Настя, растерявшись, тоже беззвучно пошевелила губами — хотела что-то сказать и не сказала.

— Прекрасно! — воскликнула Тамара Ивановна. — Совершенно правильно! Ты же все знаешь, Букатина! Просто надо смелее, активнее. Молодец! Садись. Ставлю тебе четыре. Давай сюда дневник!

Ропот прокатился по классу. Однако Тамара Ивановна не смутилась. Она спокойно, совершенно невозмутимо вывела в журнале, а потом и в Настином дневнике большую красивую четверку и сказала громко:

— Ну, будем надеяться, что следующий раз у тебя получится и что-нибудь получше, Букатина.

Настя поняла: Тамара Ивановна, так безнадежно роняя свой авторитет, пытается вернуть ту, прежнюю, каменскую, Настю.

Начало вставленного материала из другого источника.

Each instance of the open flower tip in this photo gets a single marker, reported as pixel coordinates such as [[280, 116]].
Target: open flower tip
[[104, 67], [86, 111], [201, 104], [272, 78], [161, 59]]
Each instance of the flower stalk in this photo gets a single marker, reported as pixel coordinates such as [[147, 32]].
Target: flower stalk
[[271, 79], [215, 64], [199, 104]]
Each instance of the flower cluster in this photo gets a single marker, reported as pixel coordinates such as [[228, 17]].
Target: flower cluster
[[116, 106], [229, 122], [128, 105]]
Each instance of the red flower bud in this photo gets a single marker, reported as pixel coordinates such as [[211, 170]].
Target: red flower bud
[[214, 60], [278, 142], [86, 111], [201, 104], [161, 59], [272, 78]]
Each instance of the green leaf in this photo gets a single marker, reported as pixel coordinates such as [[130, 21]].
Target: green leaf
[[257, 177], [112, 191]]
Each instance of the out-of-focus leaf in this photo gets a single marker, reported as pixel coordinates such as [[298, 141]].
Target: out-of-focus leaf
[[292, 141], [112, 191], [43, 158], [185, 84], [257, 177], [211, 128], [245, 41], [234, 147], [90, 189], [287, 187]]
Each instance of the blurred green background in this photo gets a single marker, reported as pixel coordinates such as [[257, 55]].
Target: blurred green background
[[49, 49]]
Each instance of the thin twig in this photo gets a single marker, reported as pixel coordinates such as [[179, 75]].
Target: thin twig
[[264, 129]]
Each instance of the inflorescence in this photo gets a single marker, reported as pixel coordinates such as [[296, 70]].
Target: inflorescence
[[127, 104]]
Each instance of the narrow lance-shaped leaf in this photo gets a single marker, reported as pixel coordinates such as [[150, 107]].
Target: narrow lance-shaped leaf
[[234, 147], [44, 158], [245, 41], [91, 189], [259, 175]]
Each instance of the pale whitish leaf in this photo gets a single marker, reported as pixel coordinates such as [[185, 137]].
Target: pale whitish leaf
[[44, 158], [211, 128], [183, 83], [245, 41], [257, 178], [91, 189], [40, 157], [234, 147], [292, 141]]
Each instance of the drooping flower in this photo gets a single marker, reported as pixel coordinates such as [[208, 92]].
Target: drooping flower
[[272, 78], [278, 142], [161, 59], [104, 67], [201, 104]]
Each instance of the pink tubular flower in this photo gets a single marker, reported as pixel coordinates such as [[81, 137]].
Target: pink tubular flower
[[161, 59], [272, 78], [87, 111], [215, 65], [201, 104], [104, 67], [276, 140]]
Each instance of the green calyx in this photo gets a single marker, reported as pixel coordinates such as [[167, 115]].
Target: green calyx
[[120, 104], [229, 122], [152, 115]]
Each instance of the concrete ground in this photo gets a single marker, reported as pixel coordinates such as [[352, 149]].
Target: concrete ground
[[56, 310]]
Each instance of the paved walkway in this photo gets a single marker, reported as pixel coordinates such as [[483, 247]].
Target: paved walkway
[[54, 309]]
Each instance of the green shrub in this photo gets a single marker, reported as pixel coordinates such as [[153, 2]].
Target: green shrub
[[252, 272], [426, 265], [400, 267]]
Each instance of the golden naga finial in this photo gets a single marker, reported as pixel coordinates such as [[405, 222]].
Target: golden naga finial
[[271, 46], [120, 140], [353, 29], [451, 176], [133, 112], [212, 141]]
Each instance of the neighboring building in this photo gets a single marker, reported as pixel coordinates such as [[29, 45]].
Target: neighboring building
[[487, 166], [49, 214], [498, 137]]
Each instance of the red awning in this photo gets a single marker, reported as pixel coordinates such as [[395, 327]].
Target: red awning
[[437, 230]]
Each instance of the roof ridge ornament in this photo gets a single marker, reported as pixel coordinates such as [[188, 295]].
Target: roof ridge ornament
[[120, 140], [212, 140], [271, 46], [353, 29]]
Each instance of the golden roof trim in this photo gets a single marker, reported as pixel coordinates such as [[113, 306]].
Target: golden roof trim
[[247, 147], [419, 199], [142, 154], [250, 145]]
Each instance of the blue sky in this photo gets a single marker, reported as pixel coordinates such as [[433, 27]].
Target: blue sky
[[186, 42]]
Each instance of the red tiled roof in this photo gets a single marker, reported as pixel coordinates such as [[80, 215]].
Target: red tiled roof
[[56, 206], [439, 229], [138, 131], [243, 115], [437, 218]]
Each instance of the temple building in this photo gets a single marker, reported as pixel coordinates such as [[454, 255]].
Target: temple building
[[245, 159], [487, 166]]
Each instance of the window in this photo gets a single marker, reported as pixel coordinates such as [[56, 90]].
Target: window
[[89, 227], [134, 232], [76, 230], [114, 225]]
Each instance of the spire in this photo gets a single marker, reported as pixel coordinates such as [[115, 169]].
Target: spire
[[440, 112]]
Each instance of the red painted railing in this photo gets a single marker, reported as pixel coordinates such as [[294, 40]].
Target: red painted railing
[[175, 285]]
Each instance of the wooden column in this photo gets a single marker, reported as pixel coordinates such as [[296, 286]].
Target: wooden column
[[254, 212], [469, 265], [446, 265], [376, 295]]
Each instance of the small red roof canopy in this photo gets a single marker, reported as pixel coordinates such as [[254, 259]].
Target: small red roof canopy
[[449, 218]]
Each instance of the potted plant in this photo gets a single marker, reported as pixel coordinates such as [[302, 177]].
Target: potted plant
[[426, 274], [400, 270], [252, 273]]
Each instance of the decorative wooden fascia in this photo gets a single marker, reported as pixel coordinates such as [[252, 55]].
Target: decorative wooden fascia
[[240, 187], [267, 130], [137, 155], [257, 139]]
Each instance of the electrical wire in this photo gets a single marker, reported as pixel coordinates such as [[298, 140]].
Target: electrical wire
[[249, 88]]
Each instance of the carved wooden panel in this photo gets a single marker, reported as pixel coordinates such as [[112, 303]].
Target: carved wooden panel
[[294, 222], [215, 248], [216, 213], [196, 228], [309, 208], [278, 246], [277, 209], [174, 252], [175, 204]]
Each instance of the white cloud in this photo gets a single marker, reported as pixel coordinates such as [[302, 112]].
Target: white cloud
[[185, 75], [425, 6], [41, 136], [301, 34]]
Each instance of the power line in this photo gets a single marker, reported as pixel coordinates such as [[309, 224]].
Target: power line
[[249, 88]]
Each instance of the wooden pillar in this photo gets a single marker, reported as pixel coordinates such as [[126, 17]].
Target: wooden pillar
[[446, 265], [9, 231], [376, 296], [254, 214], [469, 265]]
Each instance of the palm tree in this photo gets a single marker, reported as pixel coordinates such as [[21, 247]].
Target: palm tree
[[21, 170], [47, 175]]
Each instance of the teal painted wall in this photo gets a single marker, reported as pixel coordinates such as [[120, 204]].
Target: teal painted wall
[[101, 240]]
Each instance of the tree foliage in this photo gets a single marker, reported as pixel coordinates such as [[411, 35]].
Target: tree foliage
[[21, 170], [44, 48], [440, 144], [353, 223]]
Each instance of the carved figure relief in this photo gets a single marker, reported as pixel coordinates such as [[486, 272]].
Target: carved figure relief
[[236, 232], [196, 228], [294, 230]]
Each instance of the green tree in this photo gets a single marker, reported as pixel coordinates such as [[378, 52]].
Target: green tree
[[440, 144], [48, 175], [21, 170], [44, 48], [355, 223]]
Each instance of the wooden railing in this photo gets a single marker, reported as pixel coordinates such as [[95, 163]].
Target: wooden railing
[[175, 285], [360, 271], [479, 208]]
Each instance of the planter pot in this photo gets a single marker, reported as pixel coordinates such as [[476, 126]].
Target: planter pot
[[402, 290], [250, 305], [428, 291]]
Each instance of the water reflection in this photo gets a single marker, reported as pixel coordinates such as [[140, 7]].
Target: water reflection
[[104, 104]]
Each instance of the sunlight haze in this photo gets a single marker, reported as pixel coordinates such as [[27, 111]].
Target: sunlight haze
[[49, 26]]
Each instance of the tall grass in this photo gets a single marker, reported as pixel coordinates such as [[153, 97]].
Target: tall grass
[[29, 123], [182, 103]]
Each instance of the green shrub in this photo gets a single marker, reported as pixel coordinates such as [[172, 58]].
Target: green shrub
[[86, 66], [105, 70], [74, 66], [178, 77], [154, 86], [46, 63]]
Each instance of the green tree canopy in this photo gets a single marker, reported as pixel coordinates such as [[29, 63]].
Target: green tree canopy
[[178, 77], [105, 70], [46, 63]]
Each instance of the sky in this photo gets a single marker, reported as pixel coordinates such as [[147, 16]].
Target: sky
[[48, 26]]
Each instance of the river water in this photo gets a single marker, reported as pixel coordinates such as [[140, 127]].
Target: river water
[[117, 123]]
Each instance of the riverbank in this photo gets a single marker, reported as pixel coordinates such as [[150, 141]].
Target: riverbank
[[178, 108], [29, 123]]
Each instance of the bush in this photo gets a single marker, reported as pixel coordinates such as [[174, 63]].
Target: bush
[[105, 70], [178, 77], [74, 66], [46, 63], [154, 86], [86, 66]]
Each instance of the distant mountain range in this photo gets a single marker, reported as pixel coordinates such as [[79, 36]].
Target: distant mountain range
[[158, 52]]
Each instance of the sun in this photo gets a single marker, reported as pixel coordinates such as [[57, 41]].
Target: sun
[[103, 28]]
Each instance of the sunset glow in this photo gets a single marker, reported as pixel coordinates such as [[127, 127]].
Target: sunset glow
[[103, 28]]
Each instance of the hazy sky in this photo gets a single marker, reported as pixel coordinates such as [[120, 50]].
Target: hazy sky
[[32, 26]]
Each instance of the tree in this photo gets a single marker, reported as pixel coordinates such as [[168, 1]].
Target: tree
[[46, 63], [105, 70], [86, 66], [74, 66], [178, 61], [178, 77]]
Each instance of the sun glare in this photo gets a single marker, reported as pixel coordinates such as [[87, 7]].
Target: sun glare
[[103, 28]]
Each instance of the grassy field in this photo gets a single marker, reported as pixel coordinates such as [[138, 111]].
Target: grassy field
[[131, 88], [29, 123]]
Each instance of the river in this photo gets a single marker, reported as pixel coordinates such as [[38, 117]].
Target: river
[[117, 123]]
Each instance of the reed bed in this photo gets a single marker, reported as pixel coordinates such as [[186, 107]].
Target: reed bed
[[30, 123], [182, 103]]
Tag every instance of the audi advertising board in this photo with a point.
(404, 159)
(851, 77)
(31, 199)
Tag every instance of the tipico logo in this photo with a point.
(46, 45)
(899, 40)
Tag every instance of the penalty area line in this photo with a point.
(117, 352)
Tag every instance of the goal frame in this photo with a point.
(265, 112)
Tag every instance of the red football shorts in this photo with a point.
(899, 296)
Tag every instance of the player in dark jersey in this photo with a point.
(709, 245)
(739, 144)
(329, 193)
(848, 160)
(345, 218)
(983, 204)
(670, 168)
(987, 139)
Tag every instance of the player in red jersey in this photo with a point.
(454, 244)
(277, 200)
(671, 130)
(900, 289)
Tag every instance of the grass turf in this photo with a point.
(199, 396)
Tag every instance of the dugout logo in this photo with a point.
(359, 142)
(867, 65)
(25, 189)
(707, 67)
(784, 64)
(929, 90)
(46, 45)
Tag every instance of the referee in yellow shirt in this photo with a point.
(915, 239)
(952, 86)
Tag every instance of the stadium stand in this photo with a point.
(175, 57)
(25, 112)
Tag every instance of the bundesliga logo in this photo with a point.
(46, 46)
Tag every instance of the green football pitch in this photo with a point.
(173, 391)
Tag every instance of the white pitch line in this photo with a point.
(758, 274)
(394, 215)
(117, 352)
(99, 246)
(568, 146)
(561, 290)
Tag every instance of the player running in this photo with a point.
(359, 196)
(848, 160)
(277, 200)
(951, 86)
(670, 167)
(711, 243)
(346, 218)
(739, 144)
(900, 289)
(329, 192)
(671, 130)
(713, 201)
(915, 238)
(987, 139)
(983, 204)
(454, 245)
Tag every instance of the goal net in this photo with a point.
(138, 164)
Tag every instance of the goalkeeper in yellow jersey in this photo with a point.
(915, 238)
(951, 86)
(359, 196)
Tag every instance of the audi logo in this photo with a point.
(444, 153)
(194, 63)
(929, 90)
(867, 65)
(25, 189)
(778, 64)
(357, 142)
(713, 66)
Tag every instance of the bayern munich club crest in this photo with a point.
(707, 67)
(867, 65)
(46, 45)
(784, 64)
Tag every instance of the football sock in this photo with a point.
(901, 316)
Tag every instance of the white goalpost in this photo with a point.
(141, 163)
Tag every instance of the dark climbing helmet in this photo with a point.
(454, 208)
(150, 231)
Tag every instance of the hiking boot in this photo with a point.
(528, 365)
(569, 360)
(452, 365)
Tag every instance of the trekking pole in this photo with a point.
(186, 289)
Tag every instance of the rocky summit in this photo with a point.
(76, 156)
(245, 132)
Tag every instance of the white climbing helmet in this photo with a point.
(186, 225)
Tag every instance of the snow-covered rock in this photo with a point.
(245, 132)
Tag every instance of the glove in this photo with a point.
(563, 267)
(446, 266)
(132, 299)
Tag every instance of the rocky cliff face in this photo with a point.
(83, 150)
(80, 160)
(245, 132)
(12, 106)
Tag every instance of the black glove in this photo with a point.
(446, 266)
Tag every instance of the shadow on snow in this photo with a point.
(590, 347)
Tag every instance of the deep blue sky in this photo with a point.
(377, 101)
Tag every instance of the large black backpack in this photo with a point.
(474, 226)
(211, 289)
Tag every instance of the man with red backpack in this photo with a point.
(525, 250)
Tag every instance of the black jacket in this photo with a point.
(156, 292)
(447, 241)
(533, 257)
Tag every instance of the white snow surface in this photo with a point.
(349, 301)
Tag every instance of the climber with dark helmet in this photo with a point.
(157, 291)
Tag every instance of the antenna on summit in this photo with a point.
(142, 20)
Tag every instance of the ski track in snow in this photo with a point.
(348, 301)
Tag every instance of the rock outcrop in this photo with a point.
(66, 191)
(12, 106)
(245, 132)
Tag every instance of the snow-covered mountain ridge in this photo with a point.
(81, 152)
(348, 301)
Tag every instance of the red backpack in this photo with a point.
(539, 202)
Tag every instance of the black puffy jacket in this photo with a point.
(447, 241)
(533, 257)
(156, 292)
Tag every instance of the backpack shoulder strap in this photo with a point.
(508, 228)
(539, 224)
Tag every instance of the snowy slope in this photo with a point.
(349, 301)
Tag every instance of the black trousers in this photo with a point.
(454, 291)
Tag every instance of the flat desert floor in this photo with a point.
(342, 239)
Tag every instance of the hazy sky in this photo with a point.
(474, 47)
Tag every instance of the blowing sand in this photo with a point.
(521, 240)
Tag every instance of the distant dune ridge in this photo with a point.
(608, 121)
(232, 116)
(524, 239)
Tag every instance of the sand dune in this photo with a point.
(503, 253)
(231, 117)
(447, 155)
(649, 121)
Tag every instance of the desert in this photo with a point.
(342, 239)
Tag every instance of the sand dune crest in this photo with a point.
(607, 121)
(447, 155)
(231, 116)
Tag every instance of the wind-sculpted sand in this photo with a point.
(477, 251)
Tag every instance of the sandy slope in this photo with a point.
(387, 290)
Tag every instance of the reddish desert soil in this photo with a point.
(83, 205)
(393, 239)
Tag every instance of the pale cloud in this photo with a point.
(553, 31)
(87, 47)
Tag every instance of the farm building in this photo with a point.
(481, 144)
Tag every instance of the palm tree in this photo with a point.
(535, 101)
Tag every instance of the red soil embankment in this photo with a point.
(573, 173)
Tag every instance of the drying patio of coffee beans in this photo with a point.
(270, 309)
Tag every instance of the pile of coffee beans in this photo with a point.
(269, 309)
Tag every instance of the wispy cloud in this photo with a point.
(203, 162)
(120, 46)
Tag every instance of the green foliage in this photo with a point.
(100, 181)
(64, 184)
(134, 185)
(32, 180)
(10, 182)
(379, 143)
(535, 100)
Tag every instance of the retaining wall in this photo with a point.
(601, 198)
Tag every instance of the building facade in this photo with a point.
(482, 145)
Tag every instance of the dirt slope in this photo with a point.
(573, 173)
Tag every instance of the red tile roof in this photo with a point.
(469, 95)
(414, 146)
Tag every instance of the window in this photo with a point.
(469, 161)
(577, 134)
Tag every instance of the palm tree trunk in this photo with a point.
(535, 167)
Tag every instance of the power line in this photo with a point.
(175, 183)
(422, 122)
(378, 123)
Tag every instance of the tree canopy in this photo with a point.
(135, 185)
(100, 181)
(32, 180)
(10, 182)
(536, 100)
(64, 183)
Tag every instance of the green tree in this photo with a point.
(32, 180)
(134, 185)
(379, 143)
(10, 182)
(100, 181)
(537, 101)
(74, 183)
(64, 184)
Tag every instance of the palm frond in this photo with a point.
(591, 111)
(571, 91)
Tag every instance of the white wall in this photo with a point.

Но откуда ей известно, какой Настя была раньше? Прошлогодний ее табель остался в Дубовском, и никто не привез его оттуда. Значит, Евфалия Николаевна видится с Тамарой Ивановной! Может быть, она где-то совсем рядом? Только не дает о себе знать, как и Настин отец?

Странно — мысли об Евфалии Николаевне навели ее снова на мысли об отце. Теперь она была почти уверена, что отец и в самом деле где-то рядом с ней и что совсем немного надо приложить усилий, чтобы его найти. Уверенность эта пришла, наверно, от радости, которая охватила ее после так неожиданно и так счастливо свалившейся на ее голову четверки — словно кто-то очень хороший, знакомый и добрый невидимо следил за ней, помогал. До самого конца уроков в душе у нее что-то тихонечко пело. Она даже пропустила мимо ушей ядовитое Аллочкино:

— Она и урока-то у нее не спрашивала! Подумаешь — как называются приборы! Это и первоклашка скажет! Букатина — блатная. Блатная!

А Потанин-младший почему-то на всех переменах за Настинои спиной очень громко и очень музыкально мурлыкал какую-то приятную мелодию. И эта мелодия очень гармонировала с той музыкой, что тихонько звучала в Настиной душе. Она даже улыбнулась этому всегда вредному Потанину, он в тот же день постарался доказать, что вредный. После уроков он перехватил ее на черной лестнице и ни с того ни с сего стал требовать, чтобы она назвала его Ромочкой, словно догадался, что, спасаясь именно от него, она пошла в обход к раздевалке.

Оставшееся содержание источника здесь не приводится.